Dalam pertemuan itu, Komisi II menyoroti pengawasan tenaga kerja asing (TKA), koordinasi lintas instansi, hingga peningkatan layanan paspor dan visa bagi masyarakat.
Sekretaris Komsisi II Bahmit Djafar menjelaskan, Komisi II menekankan pentingnya pengawasan lebih intensif terhadap tenaga kerja asing yang bekerja di sejumlah perusahaan di wilayah timur Halmahera, terutama seiring progres pembangunan pabrik yang sedang berjalan.
“Ke depan, ketika pabrik-pabrik mulai beroperasi, mobilitas tenaga kerja asing akan meningkat. Karena itu, pengawasan harus diperkuat sejak sekarang,” ujarnya.
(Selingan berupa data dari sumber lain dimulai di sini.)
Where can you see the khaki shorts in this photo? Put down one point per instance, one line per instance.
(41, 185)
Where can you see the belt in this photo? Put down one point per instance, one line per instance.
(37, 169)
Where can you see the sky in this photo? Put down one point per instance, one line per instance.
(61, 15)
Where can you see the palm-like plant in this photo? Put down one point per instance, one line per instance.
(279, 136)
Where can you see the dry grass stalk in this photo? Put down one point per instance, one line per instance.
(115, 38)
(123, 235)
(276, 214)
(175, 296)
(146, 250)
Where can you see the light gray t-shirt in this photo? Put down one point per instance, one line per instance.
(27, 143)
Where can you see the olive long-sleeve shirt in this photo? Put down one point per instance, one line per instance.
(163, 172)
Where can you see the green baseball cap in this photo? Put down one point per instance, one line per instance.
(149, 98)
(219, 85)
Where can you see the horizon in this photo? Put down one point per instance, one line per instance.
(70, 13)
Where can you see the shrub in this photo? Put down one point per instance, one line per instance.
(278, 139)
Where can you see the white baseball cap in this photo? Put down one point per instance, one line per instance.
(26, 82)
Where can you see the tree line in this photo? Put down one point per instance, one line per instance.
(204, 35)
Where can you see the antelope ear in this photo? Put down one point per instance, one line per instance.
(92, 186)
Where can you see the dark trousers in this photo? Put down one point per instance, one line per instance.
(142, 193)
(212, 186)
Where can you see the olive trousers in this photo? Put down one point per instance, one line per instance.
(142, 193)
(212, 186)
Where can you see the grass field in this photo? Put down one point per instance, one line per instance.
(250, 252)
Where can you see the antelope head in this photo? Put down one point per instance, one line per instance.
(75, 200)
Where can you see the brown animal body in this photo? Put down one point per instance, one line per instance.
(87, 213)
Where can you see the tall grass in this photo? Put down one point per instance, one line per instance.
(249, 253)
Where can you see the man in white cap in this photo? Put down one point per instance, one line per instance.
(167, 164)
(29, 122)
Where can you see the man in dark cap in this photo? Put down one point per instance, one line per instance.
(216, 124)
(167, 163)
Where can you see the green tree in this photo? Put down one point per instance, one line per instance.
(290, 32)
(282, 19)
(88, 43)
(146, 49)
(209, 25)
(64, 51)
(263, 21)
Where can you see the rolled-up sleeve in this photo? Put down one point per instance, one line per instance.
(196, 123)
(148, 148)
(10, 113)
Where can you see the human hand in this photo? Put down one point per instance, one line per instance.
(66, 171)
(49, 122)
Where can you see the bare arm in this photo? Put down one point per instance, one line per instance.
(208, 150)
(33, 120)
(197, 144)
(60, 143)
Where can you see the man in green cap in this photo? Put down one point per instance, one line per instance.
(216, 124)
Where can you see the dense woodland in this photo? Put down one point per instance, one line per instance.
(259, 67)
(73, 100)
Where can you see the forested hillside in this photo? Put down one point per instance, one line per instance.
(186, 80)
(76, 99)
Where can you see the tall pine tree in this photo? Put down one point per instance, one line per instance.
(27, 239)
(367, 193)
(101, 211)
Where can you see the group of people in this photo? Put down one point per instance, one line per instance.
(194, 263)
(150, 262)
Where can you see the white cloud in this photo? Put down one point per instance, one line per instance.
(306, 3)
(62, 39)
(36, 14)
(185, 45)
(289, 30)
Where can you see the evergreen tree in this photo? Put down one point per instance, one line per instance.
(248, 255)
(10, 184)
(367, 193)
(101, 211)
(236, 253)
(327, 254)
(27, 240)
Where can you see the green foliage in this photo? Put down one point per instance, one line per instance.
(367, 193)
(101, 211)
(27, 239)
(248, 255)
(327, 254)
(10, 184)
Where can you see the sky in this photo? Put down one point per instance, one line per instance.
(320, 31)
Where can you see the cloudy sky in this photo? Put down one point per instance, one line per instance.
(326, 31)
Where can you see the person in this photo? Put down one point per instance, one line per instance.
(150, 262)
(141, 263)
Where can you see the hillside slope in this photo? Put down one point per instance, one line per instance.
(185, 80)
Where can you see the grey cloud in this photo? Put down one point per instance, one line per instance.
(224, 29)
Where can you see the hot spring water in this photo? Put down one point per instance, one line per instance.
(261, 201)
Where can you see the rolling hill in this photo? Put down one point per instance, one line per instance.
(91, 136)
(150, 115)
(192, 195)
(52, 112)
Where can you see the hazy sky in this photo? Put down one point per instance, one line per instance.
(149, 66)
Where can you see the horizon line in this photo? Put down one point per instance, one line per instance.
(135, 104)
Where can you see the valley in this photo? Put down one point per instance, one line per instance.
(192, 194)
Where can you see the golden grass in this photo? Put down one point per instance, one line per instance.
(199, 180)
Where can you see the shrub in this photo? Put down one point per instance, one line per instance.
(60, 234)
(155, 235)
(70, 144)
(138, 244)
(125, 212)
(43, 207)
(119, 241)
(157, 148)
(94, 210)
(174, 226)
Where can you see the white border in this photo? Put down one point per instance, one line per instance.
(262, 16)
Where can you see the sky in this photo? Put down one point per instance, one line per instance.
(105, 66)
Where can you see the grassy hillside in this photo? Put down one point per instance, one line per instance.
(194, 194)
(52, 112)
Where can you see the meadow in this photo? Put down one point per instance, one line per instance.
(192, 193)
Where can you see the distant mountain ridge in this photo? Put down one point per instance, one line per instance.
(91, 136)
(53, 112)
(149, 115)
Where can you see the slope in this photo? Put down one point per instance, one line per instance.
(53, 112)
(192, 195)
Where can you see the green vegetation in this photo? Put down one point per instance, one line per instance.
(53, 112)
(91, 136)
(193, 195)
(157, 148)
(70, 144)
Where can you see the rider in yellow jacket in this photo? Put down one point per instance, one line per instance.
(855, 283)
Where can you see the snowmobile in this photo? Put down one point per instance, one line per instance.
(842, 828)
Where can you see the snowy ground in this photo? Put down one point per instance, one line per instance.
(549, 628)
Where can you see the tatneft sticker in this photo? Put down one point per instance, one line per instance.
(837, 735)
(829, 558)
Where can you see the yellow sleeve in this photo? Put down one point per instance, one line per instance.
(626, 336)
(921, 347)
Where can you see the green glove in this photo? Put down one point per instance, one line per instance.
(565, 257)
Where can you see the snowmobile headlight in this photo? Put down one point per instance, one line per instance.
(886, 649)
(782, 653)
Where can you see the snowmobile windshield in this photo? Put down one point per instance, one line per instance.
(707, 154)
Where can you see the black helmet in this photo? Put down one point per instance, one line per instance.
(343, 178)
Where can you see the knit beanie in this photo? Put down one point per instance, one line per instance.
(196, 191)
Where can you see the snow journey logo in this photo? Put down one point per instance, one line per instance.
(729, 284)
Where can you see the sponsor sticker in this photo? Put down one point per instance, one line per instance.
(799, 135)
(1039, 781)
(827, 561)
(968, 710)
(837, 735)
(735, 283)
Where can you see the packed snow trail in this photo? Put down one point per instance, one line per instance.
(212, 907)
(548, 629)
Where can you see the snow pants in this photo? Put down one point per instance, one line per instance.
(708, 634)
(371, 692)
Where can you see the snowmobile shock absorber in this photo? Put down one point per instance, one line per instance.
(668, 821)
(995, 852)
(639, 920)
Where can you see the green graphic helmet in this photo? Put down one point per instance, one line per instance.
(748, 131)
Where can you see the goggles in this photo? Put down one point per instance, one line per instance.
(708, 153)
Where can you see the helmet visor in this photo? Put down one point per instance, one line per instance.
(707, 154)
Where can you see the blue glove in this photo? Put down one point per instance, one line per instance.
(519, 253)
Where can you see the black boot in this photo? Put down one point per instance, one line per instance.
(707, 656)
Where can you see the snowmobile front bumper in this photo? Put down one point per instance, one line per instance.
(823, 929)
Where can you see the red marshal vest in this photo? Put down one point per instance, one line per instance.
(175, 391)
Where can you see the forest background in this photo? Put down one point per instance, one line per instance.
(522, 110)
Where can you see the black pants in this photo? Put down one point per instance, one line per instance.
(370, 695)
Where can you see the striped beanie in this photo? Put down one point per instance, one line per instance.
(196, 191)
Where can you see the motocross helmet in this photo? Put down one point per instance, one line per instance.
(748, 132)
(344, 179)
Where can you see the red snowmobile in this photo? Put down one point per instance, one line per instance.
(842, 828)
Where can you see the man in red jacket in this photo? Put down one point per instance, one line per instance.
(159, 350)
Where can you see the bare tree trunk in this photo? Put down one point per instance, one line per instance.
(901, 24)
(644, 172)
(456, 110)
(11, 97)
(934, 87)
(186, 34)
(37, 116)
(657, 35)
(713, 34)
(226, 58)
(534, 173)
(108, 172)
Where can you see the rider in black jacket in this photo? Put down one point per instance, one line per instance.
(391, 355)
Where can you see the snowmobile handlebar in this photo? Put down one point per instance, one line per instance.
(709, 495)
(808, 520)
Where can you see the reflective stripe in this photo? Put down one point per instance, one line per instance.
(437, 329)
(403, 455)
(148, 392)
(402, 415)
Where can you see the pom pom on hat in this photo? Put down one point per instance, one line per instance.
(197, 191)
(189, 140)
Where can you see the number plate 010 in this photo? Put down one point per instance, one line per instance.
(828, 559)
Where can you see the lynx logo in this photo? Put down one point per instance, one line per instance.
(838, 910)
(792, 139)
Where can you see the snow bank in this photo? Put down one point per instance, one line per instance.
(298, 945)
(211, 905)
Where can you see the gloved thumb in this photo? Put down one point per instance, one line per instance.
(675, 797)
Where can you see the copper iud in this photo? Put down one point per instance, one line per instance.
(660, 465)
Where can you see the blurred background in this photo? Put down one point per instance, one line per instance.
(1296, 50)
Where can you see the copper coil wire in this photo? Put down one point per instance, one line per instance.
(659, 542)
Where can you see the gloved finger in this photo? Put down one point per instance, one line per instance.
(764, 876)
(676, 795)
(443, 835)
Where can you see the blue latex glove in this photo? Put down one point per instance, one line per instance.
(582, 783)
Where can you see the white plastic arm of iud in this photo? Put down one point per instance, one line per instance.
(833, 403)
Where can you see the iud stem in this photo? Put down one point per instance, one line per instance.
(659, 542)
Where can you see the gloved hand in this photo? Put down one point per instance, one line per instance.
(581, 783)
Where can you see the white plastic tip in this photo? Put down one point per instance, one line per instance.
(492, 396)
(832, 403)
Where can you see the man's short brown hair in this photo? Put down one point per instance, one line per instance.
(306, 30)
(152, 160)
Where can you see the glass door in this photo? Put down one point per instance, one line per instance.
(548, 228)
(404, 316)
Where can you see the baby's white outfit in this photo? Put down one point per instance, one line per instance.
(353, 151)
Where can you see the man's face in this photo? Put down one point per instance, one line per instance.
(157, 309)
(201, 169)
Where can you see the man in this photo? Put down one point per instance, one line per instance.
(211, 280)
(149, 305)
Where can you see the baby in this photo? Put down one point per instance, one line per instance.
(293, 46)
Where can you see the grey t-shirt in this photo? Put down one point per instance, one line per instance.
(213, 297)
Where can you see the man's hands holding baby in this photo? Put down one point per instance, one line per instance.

Dari hasil diskusi, pihak Imigrasi menyampaikan bahwa kewenangan penerbitan dokumen ketenagakerjaan seperti RPTKA dan izin penggunaan tenaga kerja asing berada di Kementerian Ketenagakerjaan. Meski demikian, DPRD tetap mendorong Imigrasi meningkatkan pengawasan administratif terhadap tenaga kerja asing yang masuk dan bekerja di Halmahera Timur.
Menurut Bahmit, DPRD memiliki fungsi pengawasan sekaligus memastikan aktivitas tenaga kerja asing tetap memberikan kontribusi terhadap daerah serta mematuhi regulasi yang berlaku.
Selain itu, Komisi II juga memberi masukan terkait peningkatan pelayanan paspor dan visa bagi masyarakat. Hal ini mengingat setiap tahun terdapat pemberangkatan calon jemaah umrah dari Halmahera Timur yang selama ini harus mengurus dokumen perjalanan ke luar daerah.
“Kami berharap pelayanan bisa lebih dekat dan mudah dijangkau masyarakat, sehingga tidak perlu lagi ke luar daerah untuk mengurus paspor maupun visa,” kata Bahmit.
Ia juga mengapresiasi langkah pemerintah pusat dalam mendorong pemerataan pelayanan publik, termasuk di sektor keimigrasian, agar masyarakat di daerah memperoleh akses yang sama.
Di sisi lain, Komisi II merekomendasikan agar pihak Imigrasi lebih intens berkoordinasi dengan Dinas Tenaga Kerja dan instansi terkait dalam mengawasi masuknya tenaga kerja asing, khususnya di kawasan industri yang berkembang di Halmahera Timur.
“Koordinasi lintas sektor sangat penting agar pengawasan berjalan efektif, baik dari sisi perizinan, administrasi, maupun aktivitas tenaga kerja di lapangan,” katanya mengakhiri.